Integrating Different Datasets

library(ohcleandat)

Integrating Data Sets

Once an individual data set has passed through the cleaning and validation process, it may need to be combined (or joined) with other data sets. This process is handled by the {targets} pipeline during the integration steps. There are two phases, the first is performing checks the second is the join operation.

The checks perform tests to ensure that the records in both data sets are compatible and match the expectations of the relationship between the two data sets. Secondly, the integration of the data sets is performed by using an SQL join operation. This is typically either a right-join, a left-join, an inner-join or a full-join.

The type of join operation selected depends on the relationship between the data sets. The critical information here are the primary-key (unique identifier) of the base table and the foreign-key of the table to be joined which is the attribute that should match the primary-key. In addition, the cardinality of the relationship is important to understand the expected result when joining the data. Below is an example of an entity relationship diagram that shows the relationship between two example data sets.

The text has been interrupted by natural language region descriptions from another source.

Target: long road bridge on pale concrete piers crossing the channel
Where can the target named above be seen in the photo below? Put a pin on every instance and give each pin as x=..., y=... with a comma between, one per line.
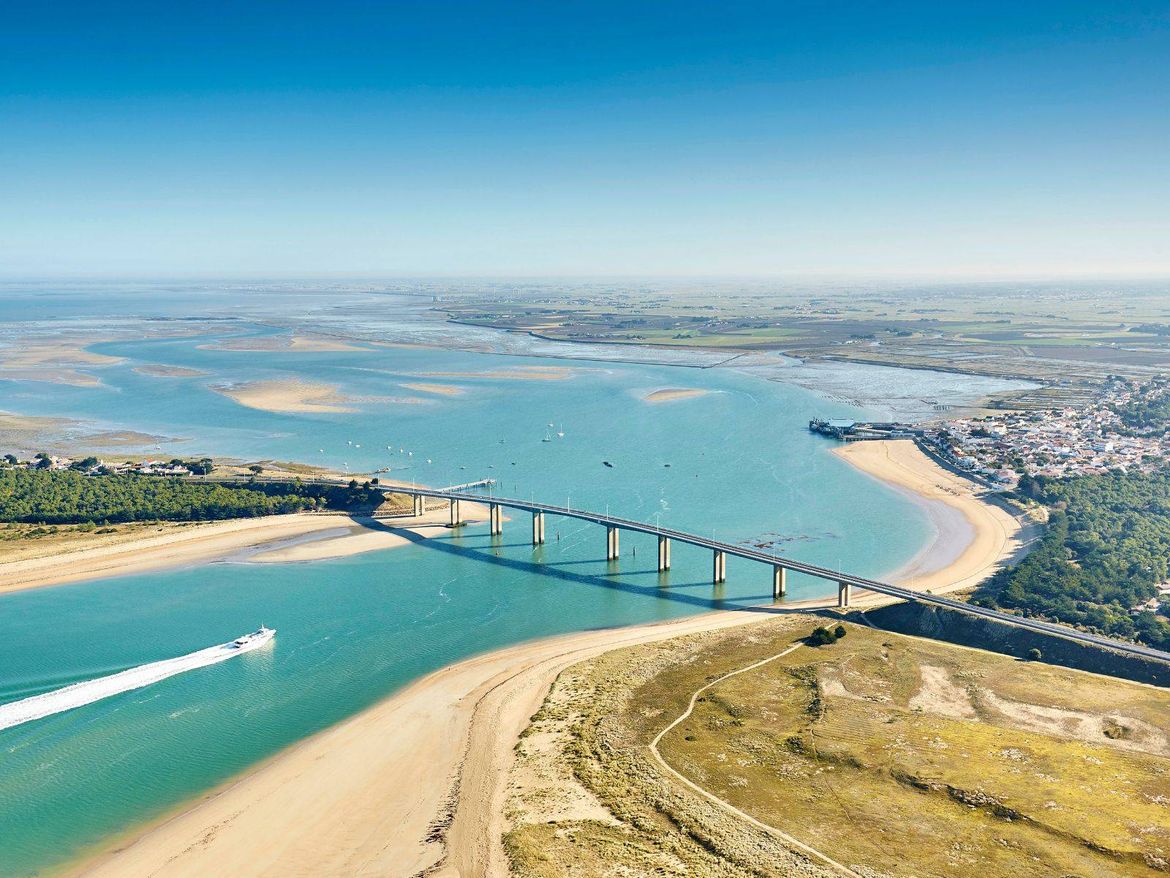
x=845, y=584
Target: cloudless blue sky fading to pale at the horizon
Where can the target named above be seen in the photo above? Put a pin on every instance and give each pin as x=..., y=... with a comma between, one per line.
x=566, y=139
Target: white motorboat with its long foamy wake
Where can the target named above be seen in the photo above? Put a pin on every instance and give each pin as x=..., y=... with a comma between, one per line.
x=84, y=694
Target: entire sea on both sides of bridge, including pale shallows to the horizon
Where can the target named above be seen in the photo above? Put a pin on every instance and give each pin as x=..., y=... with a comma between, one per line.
x=737, y=463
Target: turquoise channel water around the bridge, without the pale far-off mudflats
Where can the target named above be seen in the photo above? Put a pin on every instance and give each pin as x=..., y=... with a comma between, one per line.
x=350, y=632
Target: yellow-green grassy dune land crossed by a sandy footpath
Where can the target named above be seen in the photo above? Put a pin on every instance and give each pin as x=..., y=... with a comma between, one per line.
x=893, y=756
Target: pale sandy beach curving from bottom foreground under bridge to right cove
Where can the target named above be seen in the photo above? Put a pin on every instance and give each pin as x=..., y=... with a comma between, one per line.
x=417, y=784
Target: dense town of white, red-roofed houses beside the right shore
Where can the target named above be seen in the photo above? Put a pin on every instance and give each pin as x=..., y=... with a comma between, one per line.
x=1071, y=442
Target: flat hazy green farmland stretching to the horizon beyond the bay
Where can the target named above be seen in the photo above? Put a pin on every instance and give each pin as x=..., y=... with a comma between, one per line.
x=1052, y=334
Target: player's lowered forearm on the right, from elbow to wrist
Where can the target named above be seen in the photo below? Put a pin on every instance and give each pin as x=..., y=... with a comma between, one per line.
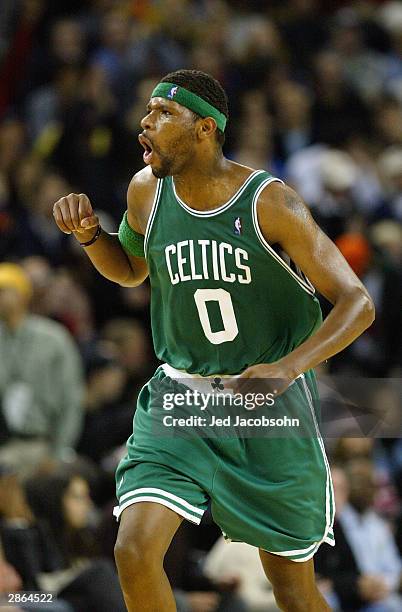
x=350, y=316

Crow’s feet notation is used to illustrate that there is an optional 1:Many relationship with the left table and the right table. There is also a mandatory 1:1 relationship with the right table and the left table.

Also below is the relevant target that performs the joining operation and integrates these data sets together.

  tar_target(integrated_mosq_field,
             left_join(
               x = fs_mosquito_field_semiclean,
               y = longitudinal_identification_semiclean,
               by =  c("Batch_ID" = "batch_id")
             )
  )

It is critical that data validation steps are correctly performed to ensure the integration of multiple data sets is successful. In the case where there are missing, malformed or duplicate primary key, the expectations around the relationship type will not hold up.

An overview of this integration process is below.

Types of Data

Throughout the data cleaning pipeline, we take in raw data and convert it to some form of clean data. There are several intermediate steps in this process. A standard terminology has been adopted to describe the steps in this process.

raw data: is data that is read in directly from the source systems.
combined data: If the raw data is situated in multiple files or data frames, a compatible and united data set of these data are termed ‘combined.’
semi-clean: Data are semi-clean once they have been corrected using the values provided in the validation log.
integrated: Data are integrated when they are joined to other data sets.
clean: Data are termed clean when they are integrated, and records that are still pending validation in the logs are removed, thereby leaving only a clean subset of validated data.

Tips for data management

Over the course of a long data collection exercise, standards and formats can diverge. This makes the data cleaning steps difficult and will slow down the ability to integrate data as above. Some general strategies can help to mitigate these risks:

Ensure that data formatting to a standard where each row uniquely identifies a record and have a unique identifier without duplicates or missing values.
Ensure all data are stored as a data.frame or tibble.
In R, ensure that each column has a correct and unique column type. (i.e. character, numeric and not list)
Each column name should be unique and formatted consistently to avoid spaces and special characters in column names. Hint: Use janitor::clean_names().
Design and enforce a Primary Key or Unique Identifier for each data set that will be meaningful and immutable.
Think about storing data in a ‘tidy’ format where possible. See here: https://www.jstatsoft.org/article/view/v059i10
Store raw data in a machine readable format (i.e. CSV)
Set some metadata standards at the start of the project around columns and data types. It is understandable that these might change over time, but having these standards will help plan how to best accommodate changes without breaking existing work.